Brown served as the defensive coordinator at the University of Colorado over the last two seasons, his third stint with the Buffaloes. He spent the 2010 season as the co-defensive coordinator at Arizona, helping the Wildcats return to the Top 25 for the first time in over a decade. From 2006-09, Brown was the secondary coach at Colorado and worked as the defensive passing game coordinator during the last three of those seasons.
"It is an honor and an unbelievable opportunity to join the staff at the University of Alabama," said Brown. "I've known and respected Coach Saban for many years and he is the best in the country at what he does. It is the dream of any defensive coach to learn from Coach Saban, especially at a place with Alabama's great tradition and history. I look forward to doing my part to help continue the success with the top college football program in the nation."
Brown spent four seasons (2002-05) with the New Orleans Saints as a defensive assistant under Jim Haslett. In his final year with the Saints, the team ranked third in the NFL in passing defense, allowing just 178 yards per game. Prior to New Orleans, he was the defensive backs coach for the Atlanta Falcons (2000-01) and the San Francisco 49ers (1999).
As secondary coach for the Tennessee Oilers in 1997 and 1998, Brown coached three of the top defensive backs in the NFL: cornerback Samari Rolle and safeties Blaine Bishop and All-Pro Marcus Robertson. He spent the 1995-96 seasons as secondary coach for San Diego, with the Chargers finishing in the top five both years in fewest yards allowed per completion. He coached Rodney Harrison with the Chargers, who went on to become one of the top safeties in the league. In 1994, Brown served as defensive backs coach with Atlanta and the Falcons finished second in the NFL that year with 23 interceptions.
Brown came back to Colorado for a second time in joining Bill McCartney's staff in 1991. He coached the secondary for three years (1991-93), tutoring the only two Jim Thorpe Award winners in school history: cornerbacks Deon Figures (the 1992 winner) and Chris Hudson (1994). Colorado led the nation in pass completion defense and led the Big Eight in pass defense in 1992.

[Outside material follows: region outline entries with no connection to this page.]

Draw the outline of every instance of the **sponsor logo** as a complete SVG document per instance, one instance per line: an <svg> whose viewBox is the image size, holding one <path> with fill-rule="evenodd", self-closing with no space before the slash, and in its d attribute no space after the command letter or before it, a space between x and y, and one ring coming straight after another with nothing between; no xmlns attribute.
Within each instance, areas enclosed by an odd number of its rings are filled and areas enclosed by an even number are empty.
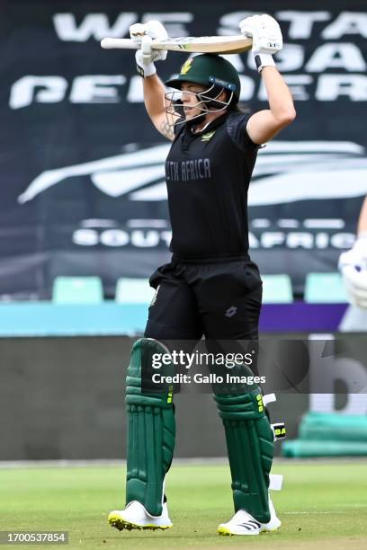
<svg viewBox="0 0 367 550"><path fill-rule="evenodd" d="M192 68L192 61L193 61L193 58L190 58L190 59L187 59L184 63L183 67L181 67L180 75L187 75L187 73Z"/></svg>
<svg viewBox="0 0 367 550"><path fill-rule="evenodd" d="M236 306L231 306L225 313L226 317L233 317L237 314L237 308Z"/></svg>
<svg viewBox="0 0 367 550"><path fill-rule="evenodd" d="M215 134L215 130L212 130L211 132L207 132L206 134L202 134L201 141L210 141L214 134Z"/></svg>

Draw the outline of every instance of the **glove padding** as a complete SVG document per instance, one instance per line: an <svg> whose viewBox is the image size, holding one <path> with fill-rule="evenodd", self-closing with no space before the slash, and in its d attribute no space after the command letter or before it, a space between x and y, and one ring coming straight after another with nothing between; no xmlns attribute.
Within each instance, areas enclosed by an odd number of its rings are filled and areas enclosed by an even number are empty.
<svg viewBox="0 0 367 550"><path fill-rule="evenodd" d="M252 38L255 54L273 55L282 48L281 27L271 15L252 15L239 22L241 34Z"/></svg>
<svg viewBox="0 0 367 550"><path fill-rule="evenodd" d="M159 21L148 21L144 24L134 23L130 27L130 39L140 46L135 54L138 72L144 77L154 75L157 72L154 62L165 61L168 52L166 49L153 49L151 40L168 38L165 27Z"/></svg>
<svg viewBox="0 0 367 550"><path fill-rule="evenodd" d="M339 270L351 304L367 308L367 235L340 254Z"/></svg>

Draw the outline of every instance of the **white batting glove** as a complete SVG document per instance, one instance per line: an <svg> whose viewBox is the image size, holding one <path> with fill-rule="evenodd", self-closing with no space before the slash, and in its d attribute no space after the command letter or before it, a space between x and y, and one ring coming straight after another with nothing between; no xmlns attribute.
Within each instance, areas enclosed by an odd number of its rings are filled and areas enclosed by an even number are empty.
<svg viewBox="0 0 367 550"><path fill-rule="evenodd" d="M340 254L339 270L351 304L367 308L367 234Z"/></svg>
<svg viewBox="0 0 367 550"><path fill-rule="evenodd" d="M252 38L255 62L259 73L264 67L274 67L273 54L282 48L281 27L271 15L252 15L239 22L241 34Z"/></svg>
<svg viewBox="0 0 367 550"><path fill-rule="evenodd" d="M140 46L135 54L137 71L143 78L157 73L155 61L164 61L167 57L166 49L153 49L153 39L168 38L168 33L159 21L148 21L145 24L135 23L130 27L130 39Z"/></svg>

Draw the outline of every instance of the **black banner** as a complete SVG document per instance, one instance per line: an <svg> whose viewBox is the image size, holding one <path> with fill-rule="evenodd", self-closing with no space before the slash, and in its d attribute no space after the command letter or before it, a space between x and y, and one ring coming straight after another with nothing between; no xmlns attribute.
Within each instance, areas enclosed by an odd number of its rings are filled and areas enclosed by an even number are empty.
<svg viewBox="0 0 367 550"><path fill-rule="evenodd" d="M145 112L133 52L103 50L133 22L171 36L237 34L252 13L279 21L277 65L298 118L259 154L249 193L252 257L264 273L333 271L367 191L363 2L13 0L0 7L0 295L49 297L56 275L148 276L169 258L169 144ZM134 9L136 8L136 9ZM157 69L175 73L185 54ZM266 108L251 55L231 56L241 100Z"/></svg>

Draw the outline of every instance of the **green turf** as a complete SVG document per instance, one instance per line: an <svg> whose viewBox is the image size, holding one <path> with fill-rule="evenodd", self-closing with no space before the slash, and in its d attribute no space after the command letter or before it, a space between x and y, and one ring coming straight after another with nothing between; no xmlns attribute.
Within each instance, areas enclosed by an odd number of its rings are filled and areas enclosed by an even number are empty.
<svg viewBox="0 0 367 550"><path fill-rule="evenodd" d="M283 490L273 492L282 526L260 537L217 536L233 509L228 469L211 465L173 467L167 493L174 528L153 533L121 533L107 524L108 512L123 507L121 467L1 469L0 530L65 529L69 550L367 547L367 464L277 464L273 473L285 475Z"/></svg>

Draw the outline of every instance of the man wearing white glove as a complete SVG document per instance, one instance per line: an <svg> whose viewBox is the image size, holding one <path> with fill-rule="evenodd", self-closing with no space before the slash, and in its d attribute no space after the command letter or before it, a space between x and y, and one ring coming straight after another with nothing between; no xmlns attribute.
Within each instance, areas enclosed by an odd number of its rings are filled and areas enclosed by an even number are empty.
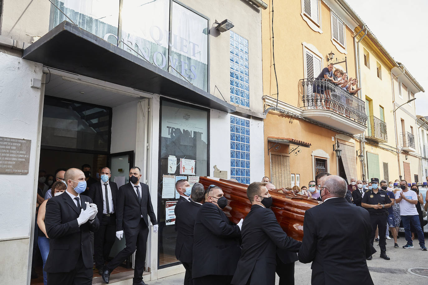
<svg viewBox="0 0 428 285"><path fill-rule="evenodd" d="M126 238L126 247L104 268L103 280L108 283L110 274L134 251L135 264L133 285L146 284L143 273L146 261L146 250L149 235L148 215L153 226L153 232L158 232L158 222L155 214L149 186L140 183L140 168L133 167L129 170L129 182L119 188L116 211L116 237Z"/></svg>
<svg viewBox="0 0 428 285"><path fill-rule="evenodd" d="M93 260L89 231L98 229L97 206L87 196L85 174L70 168L64 174L67 190L46 204L45 223L51 240L44 270L48 284L92 284Z"/></svg>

Brown returned to the college game in 1987, coaching the defensive backs for two seasons at the University of Wyoming before doing the same at Purdue for the 1989 and 1990 campaigns.
His first move to the professional ranks came in 1983, joining the staff of the Denver Gold of the United States Football League (USFL). He coached the secondary for the Gold for two seasons before moving on to the NFL for the first time in the summer of 1984, joining the Tampa Bay Buccaneers. For the Bucs, he coached three different positions: defensive quality control (1984), offensive quality control (1985) and the U-backs/tight ends (1986).

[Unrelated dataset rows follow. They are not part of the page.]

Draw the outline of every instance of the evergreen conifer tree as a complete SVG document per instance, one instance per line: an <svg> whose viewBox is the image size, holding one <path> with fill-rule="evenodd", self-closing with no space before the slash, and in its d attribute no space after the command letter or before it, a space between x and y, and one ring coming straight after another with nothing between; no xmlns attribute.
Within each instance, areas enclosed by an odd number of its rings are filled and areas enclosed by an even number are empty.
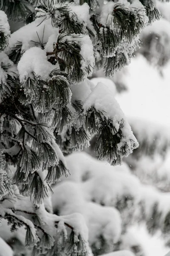
<svg viewBox="0 0 170 256"><path fill-rule="evenodd" d="M29 3L36 19L10 36L7 16L24 19ZM88 256L81 215L54 215L47 198L70 175L62 153L88 147L93 134L98 158L112 165L138 146L113 89L88 77L128 64L141 31L160 14L147 0L29 3L1 2L0 216L12 231L25 227L33 255Z"/></svg>

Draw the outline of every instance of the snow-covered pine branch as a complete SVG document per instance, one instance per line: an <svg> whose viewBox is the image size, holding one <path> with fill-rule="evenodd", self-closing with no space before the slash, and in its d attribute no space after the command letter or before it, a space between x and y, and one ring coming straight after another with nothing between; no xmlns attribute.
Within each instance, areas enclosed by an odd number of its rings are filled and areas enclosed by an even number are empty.
<svg viewBox="0 0 170 256"><path fill-rule="evenodd" d="M103 84L95 87L88 77L100 65L110 76L128 64L141 32L160 14L154 2L146 0L28 2L3 1L2 10L14 20L23 20L31 14L30 6L37 5L35 20L10 38L6 15L0 12L0 208L2 216L14 222L15 228L26 225L26 244L37 243L36 253L44 254L50 237L42 239L42 248L34 221L24 219L19 208L13 212L7 202L20 194L31 196L36 209L41 209L52 193L51 184L69 175L61 149L82 150L94 133L96 154L113 165L120 164L122 157L138 147L112 88ZM16 167L14 175L8 172L10 165ZM24 210L28 212L29 206ZM42 213L40 219L48 223L47 213ZM72 217L65 218L73 227ZM74 222L68 244L62 247L68 255L91 255L88 237L83 236L87 227L82 222L78 227ZM55 228L53 222L49 226ZM40 227L43 230L43 224ZM63 230L57 237L55 231L50 235L51 242L57 241L54 247L50 243L51 255L58 252L62 239L65 242Z"/></svg>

He began his coaching career as a graduate assistant at the University of Texas-El Paso, where he worked with the secondary. The following year, 1982, Brown came back to Colorado to work as a defensive coach at Green Mountain High School.
Brown played collegiately at UTEP, lettering twice at cornerback and earning his degree in education in 1980. The Denver native is married to the former Stacie Bible. The couple has two daughters, Hannah and Grace.